ISRO’s Upcoming Indian Data Relay Satellite System To Help Track Gaganyaan Crew From Start To Finish      ISRO Chief K Sivan during the press conference in Bengaluru (Pic Via Twitter)

Indian Space Research Organisation (ISRO) has plans to set up space-to-space tracking and communication of its space assets this year by putting up a new satellite series called the Indian Data Relay Satellite System (IDRSS), reports The Hindu.

The IDRSS will constantly be in touch with Indian satellites, in particular “those in low-earth orbits which have limited coverage of earth”.

According to K Sivan, ISRO Chairman and Secretary, in the coming years, it will be vital for ISRO which has ambitious plans in manned space travel and for that to be a success advanced LEO missions such as space docking, space station, as well as distant expeditions to moon, Mars and Venus, IDRSS will be useful in monitoring launches.

IDRSS’ first beneficiary would be the crew members of the Gaganyaan mission of 2022 who can be fully and continuously in touch with mission control throughout their travel.

Dr Sivan said, “When we have the Gaganyaan mission we want it to be covered and be visible 100 per cent so that action can be taken in any exigency.”

“We require the IDRSS system when our astronauts are in space. But I would prefer the relay spacecraft to be in place even before we launch the unmanned mission,” Dr Sivan said.

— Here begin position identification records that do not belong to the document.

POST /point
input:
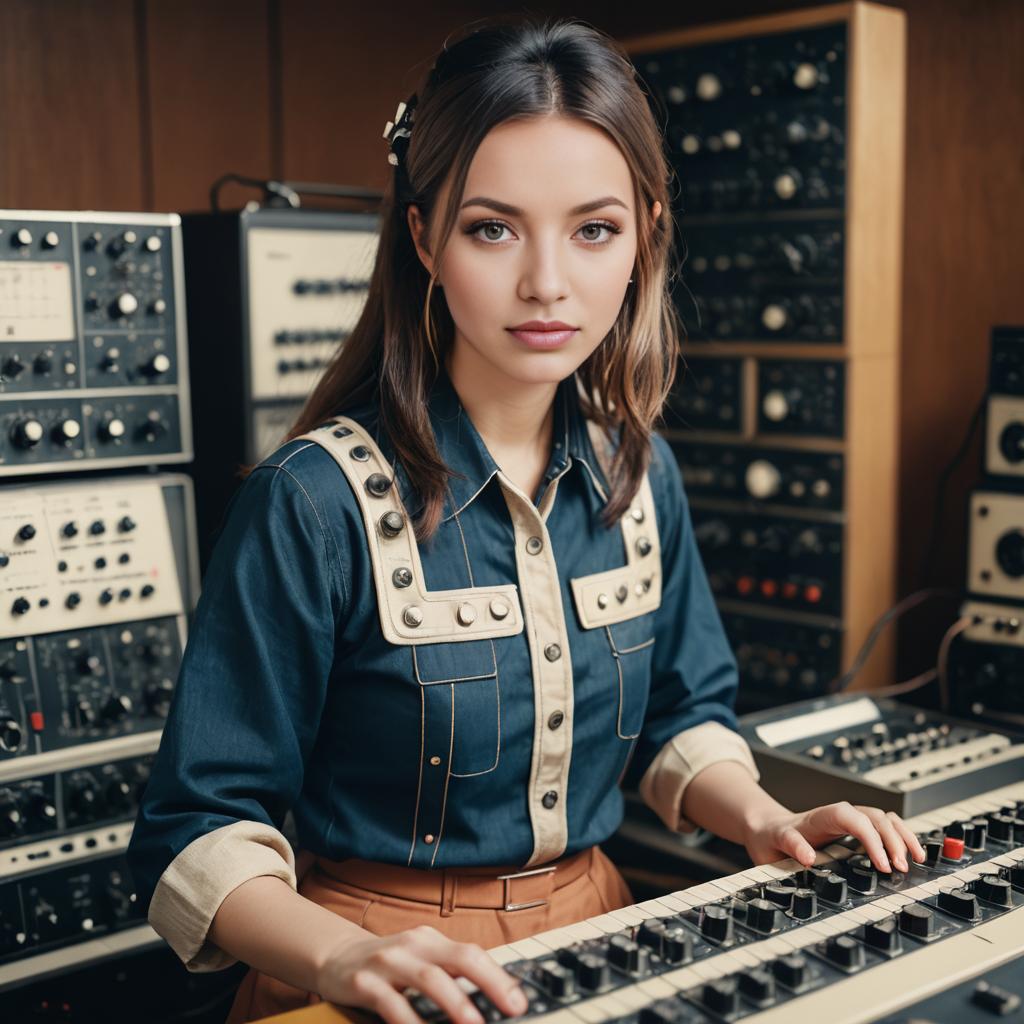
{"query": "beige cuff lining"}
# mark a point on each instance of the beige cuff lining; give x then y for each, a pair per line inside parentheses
(201, 877)
(681, 759)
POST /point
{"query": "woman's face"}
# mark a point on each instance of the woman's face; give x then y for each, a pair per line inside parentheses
(546, 231)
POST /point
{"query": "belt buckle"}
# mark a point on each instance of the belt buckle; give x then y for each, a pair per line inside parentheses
(507, 879)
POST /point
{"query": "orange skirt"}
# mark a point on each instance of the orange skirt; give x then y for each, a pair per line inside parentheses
(466, 904)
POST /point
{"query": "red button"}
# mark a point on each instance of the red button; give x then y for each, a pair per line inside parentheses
(952, 849)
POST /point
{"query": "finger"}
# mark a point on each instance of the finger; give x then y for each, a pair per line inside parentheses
(373, 992)
(434, 982)
(912, 843)
(890, 837)
(848, 819)
(469, 961)
(791, 841)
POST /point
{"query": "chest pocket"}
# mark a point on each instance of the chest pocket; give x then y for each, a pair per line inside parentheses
(622, 601)
(462, 701)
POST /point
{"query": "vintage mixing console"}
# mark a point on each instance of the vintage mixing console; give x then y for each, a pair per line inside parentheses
(780, 944)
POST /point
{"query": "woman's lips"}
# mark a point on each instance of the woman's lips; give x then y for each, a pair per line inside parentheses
(545, 339)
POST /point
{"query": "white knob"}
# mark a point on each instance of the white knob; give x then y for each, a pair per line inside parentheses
(773, 316)
(709, 86)
(775, 407)
(763, 479)
(806, 76)
(126, 304)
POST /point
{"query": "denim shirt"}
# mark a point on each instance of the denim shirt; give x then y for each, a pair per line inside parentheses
(429, 755)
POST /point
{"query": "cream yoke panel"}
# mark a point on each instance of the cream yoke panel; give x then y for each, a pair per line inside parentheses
(409, 612)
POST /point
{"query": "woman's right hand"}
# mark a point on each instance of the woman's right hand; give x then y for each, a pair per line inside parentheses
(372, 973)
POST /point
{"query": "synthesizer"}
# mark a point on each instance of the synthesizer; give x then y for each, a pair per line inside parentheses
(781, 943)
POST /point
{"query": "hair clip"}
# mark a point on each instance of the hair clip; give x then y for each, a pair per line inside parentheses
(398, 130)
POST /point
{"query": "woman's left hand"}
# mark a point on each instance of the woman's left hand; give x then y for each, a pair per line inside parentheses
(885, 836)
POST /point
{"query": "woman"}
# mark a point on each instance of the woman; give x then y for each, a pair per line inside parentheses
(464, 602)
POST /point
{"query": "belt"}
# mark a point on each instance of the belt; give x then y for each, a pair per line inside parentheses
(480, 888)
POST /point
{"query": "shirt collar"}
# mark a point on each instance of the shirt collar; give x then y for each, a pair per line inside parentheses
(463, 451)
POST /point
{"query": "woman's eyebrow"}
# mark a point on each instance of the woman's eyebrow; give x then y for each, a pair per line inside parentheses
(514, 211)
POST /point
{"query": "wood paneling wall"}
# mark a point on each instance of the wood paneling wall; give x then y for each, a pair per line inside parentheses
(121, 104)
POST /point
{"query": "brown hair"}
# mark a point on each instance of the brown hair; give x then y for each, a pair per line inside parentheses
(491, 75)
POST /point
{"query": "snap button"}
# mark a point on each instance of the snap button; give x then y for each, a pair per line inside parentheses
(378, 484)
(391, 523)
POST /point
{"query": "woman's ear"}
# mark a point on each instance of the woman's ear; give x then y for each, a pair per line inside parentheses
(417, 228)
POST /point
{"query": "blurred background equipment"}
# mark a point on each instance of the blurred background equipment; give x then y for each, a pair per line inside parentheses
(783, 420)
(271, 295)
(93, 360)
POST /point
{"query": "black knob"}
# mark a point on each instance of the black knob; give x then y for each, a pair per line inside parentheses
(557, 981)
(780, 893)
(805, 904)
(716, 924)
(89, 665)
(591, 970)
(918, 921)
(791, 970)
(721, 995)
(993, 889)
(960, 902)
(761, 915)
(10, 735)
(832, 888)
(627, 955)
(758, 985)
(883, 935)
(846, 951)
(1010, 553)
(28, 433)
(117, 707)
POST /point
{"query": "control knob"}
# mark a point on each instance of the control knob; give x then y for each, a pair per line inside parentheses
(763, 479)
(10, 735)
(28, 433)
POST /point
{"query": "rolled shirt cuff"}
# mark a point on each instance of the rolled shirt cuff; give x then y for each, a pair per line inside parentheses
(683, 757)
(197, 882)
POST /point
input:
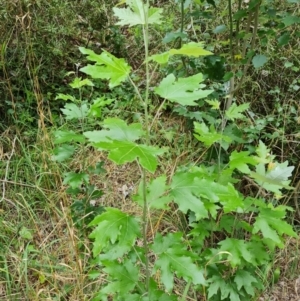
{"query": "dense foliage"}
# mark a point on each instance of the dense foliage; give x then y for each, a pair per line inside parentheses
(210, 201)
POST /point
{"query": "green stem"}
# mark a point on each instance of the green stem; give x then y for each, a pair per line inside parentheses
(146, 100)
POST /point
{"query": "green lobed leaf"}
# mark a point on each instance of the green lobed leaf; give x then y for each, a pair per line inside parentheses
(238, 250)
(125, 151)
(115, 233)
(138, 13)
(183, 91)
(173, 257)
(123, 277)
(273, 179)
(184, 188)
(107, 67)
(115, 129)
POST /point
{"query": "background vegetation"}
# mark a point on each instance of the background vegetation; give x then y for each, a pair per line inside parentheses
(45, 243)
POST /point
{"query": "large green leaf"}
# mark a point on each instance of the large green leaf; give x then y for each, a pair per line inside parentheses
(123, 278)
(244, 279)
(107, 67)
(275, 178)
(138, 13)
(184, 189)
(238, 249)
(173, 257)
(125, 151)
(115, 233)
(183, 91)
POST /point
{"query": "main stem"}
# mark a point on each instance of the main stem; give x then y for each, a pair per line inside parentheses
(146, 100)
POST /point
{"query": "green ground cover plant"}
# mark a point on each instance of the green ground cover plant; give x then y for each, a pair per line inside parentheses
(230, 236)
(201, 124)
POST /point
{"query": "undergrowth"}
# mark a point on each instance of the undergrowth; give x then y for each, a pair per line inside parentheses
(170, 177)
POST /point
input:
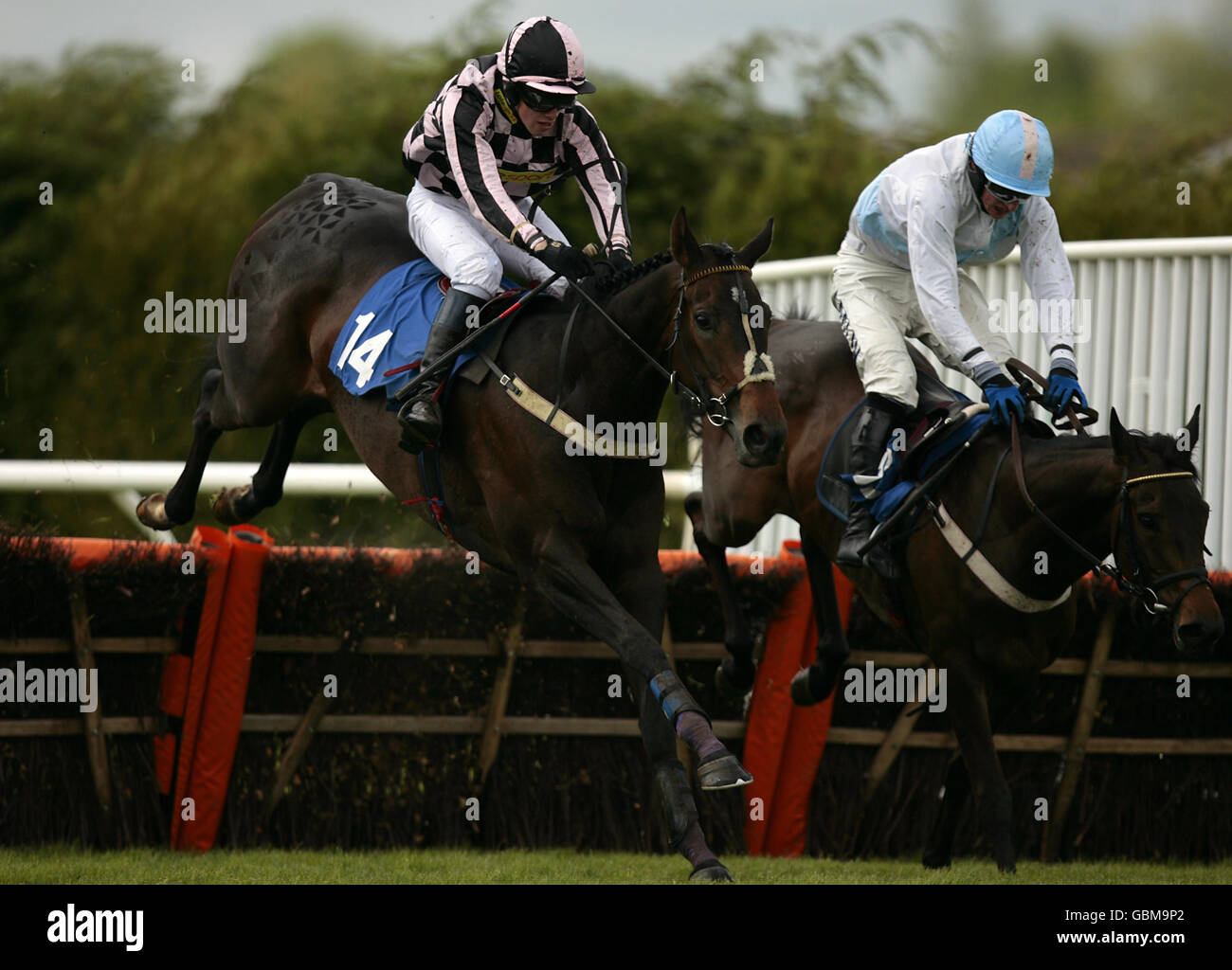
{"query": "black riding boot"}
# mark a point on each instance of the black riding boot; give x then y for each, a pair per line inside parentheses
(874, 426)
(420, 416)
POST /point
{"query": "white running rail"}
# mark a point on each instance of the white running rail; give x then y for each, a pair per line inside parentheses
(1161, 315)
(1158, 345)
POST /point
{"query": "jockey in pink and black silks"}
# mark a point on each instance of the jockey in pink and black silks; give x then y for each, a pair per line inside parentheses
(504, 127)
(899, 274)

US and Russia who are leaders in manned space missions placed relay satellite systems in the late 1970s-80s to monitor their respective space stations Mir and the International Space Station, and trips that dock with them, as well as the Hubble Space Telescope.

Dr Sivan said, “IDRSS satellites of the 2,000 kg class would be launched on the GSLV launcher to geostationary orbits around 36,000 km away. In such apparently fixed orbits, they would be covering the same area on earth. A satellite in GEO covers a third of the earth below and three of them can provide total coverage.”